Missing Completely At Random (MCAR):
Missing Completely At Random, MCAR, occurs when data’s missingness is unrelated to the data. This would occur, for example, if rows were deleted from a database at random, or if a gust of wind took a random sample of a surveyor’s survey forms off into the horizon.
Missing At Random (MAR):
Unfortunately, Missing at random is somewhat misleading. In spite of its name, it implies that there exists a systematic relationship between the absence of an outcome variable and other observed variables, but not the outcome variable itself. Let’s take the climate data as an example, in which we collect humidity, temperature, and CO2. MAR happens when the humidity and CO2 data is absent, particularly below -10 degrees Celsius (recorded in temperature variable), due to the freezing of sensors, rendering them incapable of functioning properly.
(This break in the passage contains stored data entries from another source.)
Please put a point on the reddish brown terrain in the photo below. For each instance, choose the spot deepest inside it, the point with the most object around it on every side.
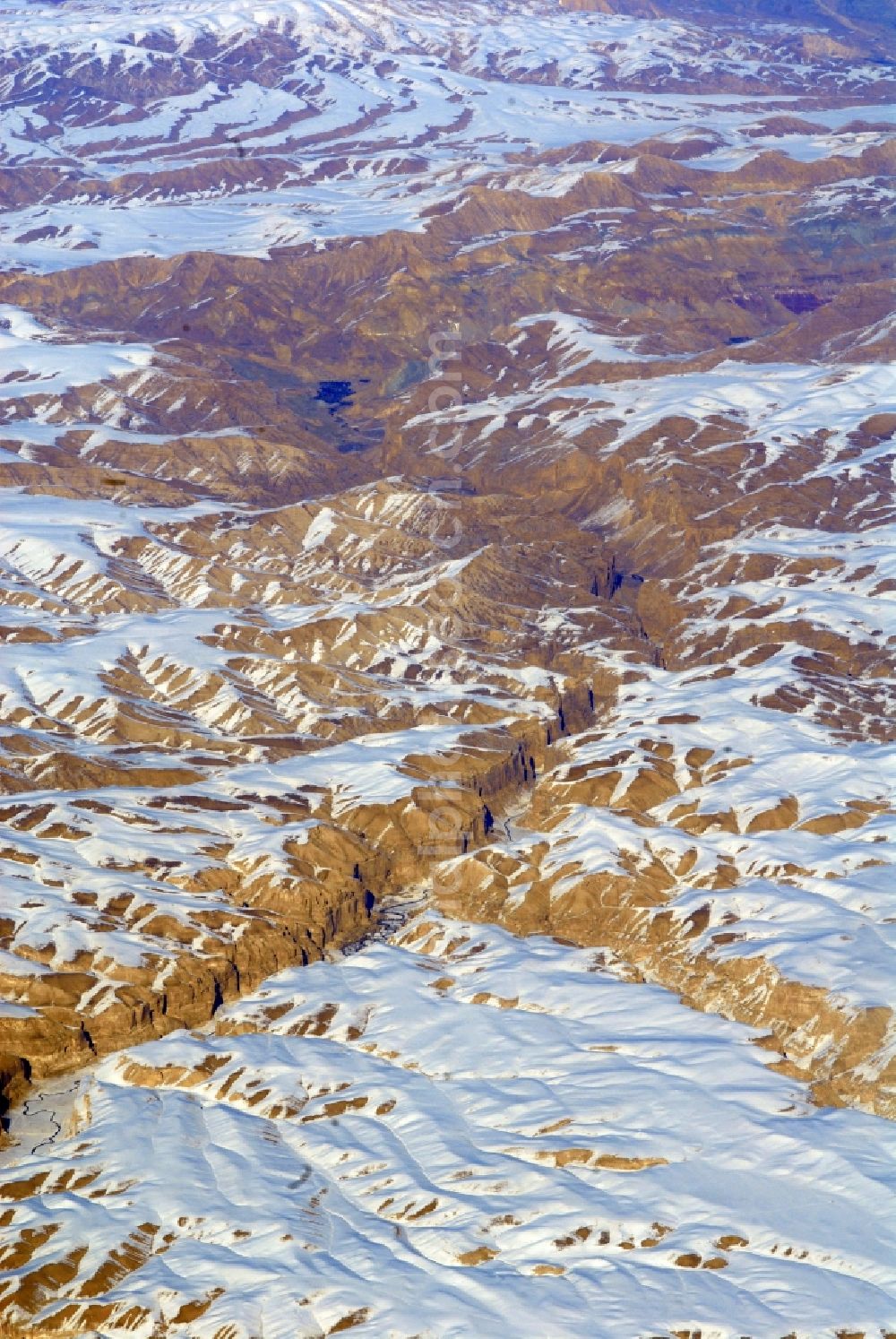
(448, 490)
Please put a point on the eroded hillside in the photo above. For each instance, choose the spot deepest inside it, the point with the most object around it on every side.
(444, 461)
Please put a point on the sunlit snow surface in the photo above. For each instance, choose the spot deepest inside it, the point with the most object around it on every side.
(358, 140)
(461, 1133)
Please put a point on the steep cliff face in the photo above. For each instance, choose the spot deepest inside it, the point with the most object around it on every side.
(446, 463)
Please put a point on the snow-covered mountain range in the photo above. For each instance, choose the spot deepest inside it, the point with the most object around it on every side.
(446, 717)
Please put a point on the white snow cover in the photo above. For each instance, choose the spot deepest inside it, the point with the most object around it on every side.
(458, 1127)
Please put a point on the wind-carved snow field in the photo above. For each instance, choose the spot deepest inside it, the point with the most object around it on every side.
(615, 1059)
(328, 135)
(454, 1132)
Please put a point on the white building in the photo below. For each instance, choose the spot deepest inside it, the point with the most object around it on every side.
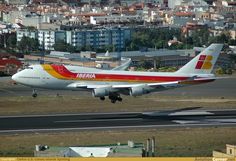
(114, 19)
(173, 3)
(27, 33)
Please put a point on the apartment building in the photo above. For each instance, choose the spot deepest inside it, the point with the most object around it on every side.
(96, 38)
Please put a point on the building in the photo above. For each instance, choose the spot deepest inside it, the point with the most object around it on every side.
(98, 38)
(18, 2)
(27, 33)
(230, 152)
(114, 19)
(113, 150)
(94, 38)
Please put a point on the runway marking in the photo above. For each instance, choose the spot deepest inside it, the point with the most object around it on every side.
(80, 114)
(98, 120)
(111, 127)
(190, 113)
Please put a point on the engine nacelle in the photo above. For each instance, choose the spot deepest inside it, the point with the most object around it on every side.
(138, 91)
(100, 92)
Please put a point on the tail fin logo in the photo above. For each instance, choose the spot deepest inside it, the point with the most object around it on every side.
(204, 62)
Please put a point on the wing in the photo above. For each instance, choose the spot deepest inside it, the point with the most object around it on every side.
(139, 89)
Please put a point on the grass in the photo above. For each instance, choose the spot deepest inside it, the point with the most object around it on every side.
(170, 142)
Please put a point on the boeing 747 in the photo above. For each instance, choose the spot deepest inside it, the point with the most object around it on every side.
(114, 83)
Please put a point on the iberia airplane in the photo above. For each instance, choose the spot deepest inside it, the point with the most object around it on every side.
(113, 83)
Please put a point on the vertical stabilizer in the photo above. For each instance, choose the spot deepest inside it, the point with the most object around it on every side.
(204, 62)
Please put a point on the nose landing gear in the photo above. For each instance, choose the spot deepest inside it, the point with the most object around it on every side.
(115, 98)
(34, 93)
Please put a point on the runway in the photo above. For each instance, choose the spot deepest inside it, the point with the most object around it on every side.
(219, 88)
(101, 121)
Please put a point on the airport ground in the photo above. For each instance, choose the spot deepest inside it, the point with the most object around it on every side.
(184, 141)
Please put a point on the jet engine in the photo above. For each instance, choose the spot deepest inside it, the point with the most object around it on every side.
(138, 91)
(100, 92)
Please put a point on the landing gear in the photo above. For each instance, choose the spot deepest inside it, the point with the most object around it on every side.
(34, 94)
(115, 98)
(102, 98)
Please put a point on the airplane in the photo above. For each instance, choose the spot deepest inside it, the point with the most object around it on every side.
(114, 83)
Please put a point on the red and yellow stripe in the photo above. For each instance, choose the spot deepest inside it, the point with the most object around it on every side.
(61, 72)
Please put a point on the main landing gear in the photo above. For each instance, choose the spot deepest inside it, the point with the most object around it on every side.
(34, 93)
(113, 98)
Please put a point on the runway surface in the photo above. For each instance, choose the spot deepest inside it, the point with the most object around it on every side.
(98, 121)
(218, 88)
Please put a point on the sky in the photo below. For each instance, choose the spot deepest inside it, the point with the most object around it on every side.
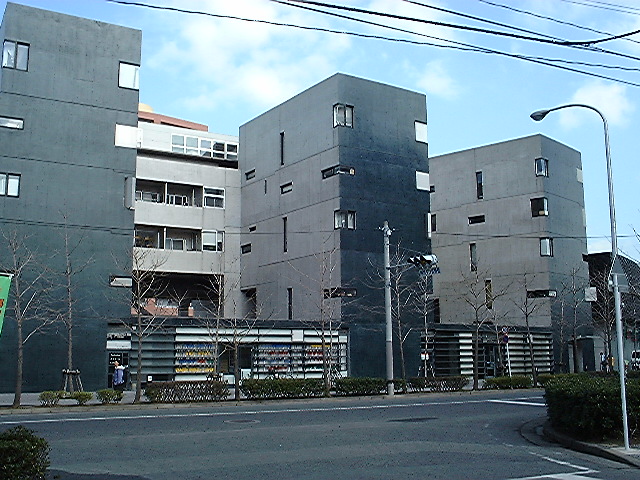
(223, 72)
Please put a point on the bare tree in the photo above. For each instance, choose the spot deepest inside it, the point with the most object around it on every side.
(30, 305)
(571, 302)
(72, 268)
(147, 283)
(479, 293)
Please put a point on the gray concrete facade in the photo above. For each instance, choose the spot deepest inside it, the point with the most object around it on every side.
(71, 181)
(307, 229)
(495, 207)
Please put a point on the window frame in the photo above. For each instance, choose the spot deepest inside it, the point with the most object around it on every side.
(539, 212)
(5, 122)
(343, 115)
(124, 76)
(17, 54)
(546, 247)
(541, 167)
(215, 196)
(344, 220)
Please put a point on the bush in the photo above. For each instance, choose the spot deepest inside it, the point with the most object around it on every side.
(23, 456)
(503, 383)
(109, 395)
(81, 397)
(186, 391)
(360, 386)
(259, 389)
(588, 406)
(51, 398)
(438, 384)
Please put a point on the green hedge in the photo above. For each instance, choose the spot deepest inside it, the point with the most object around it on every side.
(360, 386)
(589, 407)
(23, 455)
(260, 389)
(437, 384)
(187, 391)
(109, 395)
(514, 381)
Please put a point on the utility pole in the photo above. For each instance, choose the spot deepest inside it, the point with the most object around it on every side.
(387, 308)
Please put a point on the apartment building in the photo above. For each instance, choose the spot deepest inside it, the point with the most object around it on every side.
(67, 84)
(507, 223)
(320, 175)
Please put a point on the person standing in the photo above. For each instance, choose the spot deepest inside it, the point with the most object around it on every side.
(118, 376)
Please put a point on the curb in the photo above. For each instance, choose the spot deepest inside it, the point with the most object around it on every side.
(610, 453)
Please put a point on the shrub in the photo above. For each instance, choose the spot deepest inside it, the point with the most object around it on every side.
(588, 406)
(502, 383)
(438, 384)
(51, 398)
(81, 397)
(23, 456)
(187, 391)
(109, 395)
(258, 389)
(360, 386)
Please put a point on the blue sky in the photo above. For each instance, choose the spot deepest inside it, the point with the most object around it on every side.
(224, 72)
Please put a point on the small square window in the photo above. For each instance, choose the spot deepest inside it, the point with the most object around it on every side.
(542, 167)
(539, 207)
(342, 115)
(129, 76)
(13, 123)
(546, 247)
(344, 219)
(286, 188)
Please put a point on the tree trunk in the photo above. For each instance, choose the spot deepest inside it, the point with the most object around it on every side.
(18, 393)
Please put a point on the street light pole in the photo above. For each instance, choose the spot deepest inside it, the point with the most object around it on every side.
(538, 116)
(387, 308)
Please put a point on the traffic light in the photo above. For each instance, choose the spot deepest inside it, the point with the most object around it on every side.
(423, 261)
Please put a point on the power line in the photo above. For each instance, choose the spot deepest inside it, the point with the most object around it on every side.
(453, 44)
(456, 26)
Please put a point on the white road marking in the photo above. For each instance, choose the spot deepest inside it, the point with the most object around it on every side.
(250, 412)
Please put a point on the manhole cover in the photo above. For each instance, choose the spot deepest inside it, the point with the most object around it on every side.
(413, 420)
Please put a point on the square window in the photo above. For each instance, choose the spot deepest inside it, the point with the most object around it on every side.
(129, 76)
(214, 197)
(539, 207)
(342, 115)
(15, 55)
(542, 167)
(14, 123)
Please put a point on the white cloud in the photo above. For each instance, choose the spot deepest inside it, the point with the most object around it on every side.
(610, 99)
(435, 80)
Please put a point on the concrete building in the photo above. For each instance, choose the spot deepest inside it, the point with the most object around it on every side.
(320, 174)
(508, 226)
(67, 85)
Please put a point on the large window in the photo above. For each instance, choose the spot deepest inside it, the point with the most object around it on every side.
(213, 241)
(14, 123)
(344, 219)
(546, 247)
(214, 197)
(479, 186)
(129, 76)
(9, 184)
(473, 257)
(342, 115)
(15, 55)
(539, 207)
(542, 167)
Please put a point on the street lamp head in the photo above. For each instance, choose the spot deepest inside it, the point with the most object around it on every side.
(539, 115)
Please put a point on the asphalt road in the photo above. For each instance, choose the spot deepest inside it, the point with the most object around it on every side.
(456, 436)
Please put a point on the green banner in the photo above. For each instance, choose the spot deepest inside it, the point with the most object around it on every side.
(5, 283)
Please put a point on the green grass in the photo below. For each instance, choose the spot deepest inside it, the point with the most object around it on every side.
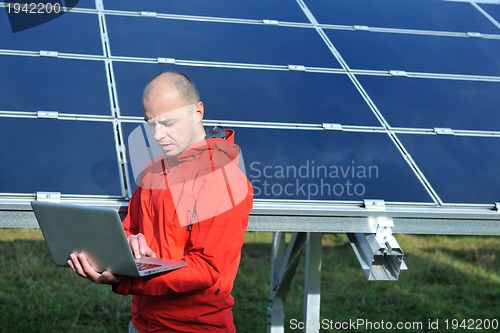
(448, 278)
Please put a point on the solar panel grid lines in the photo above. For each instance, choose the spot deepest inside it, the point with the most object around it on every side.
(358, 92)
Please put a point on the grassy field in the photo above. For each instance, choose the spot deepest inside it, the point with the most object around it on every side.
(449, 278)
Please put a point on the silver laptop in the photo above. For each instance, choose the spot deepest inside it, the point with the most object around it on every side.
(98, 232)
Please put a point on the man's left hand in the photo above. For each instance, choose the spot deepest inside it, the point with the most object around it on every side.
(81, 265)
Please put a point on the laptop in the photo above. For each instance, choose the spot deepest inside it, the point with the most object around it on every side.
(98, 232)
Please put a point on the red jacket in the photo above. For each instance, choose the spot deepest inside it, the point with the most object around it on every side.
(195, 208)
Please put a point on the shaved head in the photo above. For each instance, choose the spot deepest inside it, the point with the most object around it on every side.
(174, 112)
(168, 82)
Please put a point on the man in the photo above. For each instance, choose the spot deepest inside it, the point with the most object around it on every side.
(192, 203)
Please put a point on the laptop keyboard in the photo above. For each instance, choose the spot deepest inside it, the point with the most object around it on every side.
(141, 266)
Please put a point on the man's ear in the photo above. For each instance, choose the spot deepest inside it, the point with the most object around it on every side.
(200, 112)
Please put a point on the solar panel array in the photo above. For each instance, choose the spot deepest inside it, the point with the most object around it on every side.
(330, 100)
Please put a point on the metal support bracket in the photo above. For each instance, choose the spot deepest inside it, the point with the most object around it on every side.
(285, 259)
(378, 253)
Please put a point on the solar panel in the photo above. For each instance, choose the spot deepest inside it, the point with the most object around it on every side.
(366, 117)
(429, 15)
(47, 155)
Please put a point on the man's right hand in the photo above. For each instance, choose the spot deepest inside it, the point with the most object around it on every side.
(139, 246)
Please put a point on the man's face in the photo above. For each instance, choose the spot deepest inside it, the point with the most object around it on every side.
(172, 122)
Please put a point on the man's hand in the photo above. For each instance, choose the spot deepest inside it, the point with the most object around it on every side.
(81, 265)
(140, 247)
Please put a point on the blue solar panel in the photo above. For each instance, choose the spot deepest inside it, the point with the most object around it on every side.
(318, 165)
(417, 53)
(216, 41)
(67, 86)
(71, 157)
(256, 95)
(408, 14)
(69, 33)
(429, 103)
(461, 169)
(283, 10)
(493, 10)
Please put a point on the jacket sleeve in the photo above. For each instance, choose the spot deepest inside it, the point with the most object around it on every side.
(211, 246)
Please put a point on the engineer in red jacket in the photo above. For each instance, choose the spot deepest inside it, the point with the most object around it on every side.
(192, 203)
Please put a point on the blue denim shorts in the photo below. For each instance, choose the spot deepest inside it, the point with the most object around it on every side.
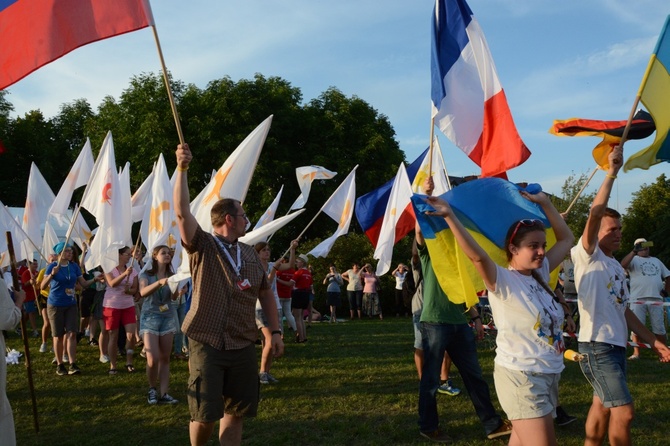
(605, 369)
(157, 324)
(416, 320)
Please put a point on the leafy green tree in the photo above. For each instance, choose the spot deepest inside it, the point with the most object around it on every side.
(579, 213)
(648, 216)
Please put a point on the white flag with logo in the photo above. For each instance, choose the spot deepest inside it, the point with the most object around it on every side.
(159, 226)
(233, 178)
(269, 214)
(306, 175)
(400, 198)
(38, 201)
(103, 198)
(339, 207)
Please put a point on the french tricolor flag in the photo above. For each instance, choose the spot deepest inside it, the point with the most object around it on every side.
(469, 104)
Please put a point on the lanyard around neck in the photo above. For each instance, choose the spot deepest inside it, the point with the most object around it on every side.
(237, 266)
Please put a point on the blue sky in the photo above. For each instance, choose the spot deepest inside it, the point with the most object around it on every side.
(555, 60)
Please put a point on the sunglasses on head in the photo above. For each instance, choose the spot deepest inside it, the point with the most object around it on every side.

Despite the extreme conditions, these sensors can accurately detect temperature variations even at sub-zero temperatures below -100 degrees Celsius.
Missing Not At Random (MNAR):
MNAR, conversely, occurs when the absence of a variable is correlated with the variable itself. For instance, consider a scenario where the weighing scale can only measure up to 3,700 pounds and, as a result, the eight cars that exceeded this threshold were recorded as NULLs.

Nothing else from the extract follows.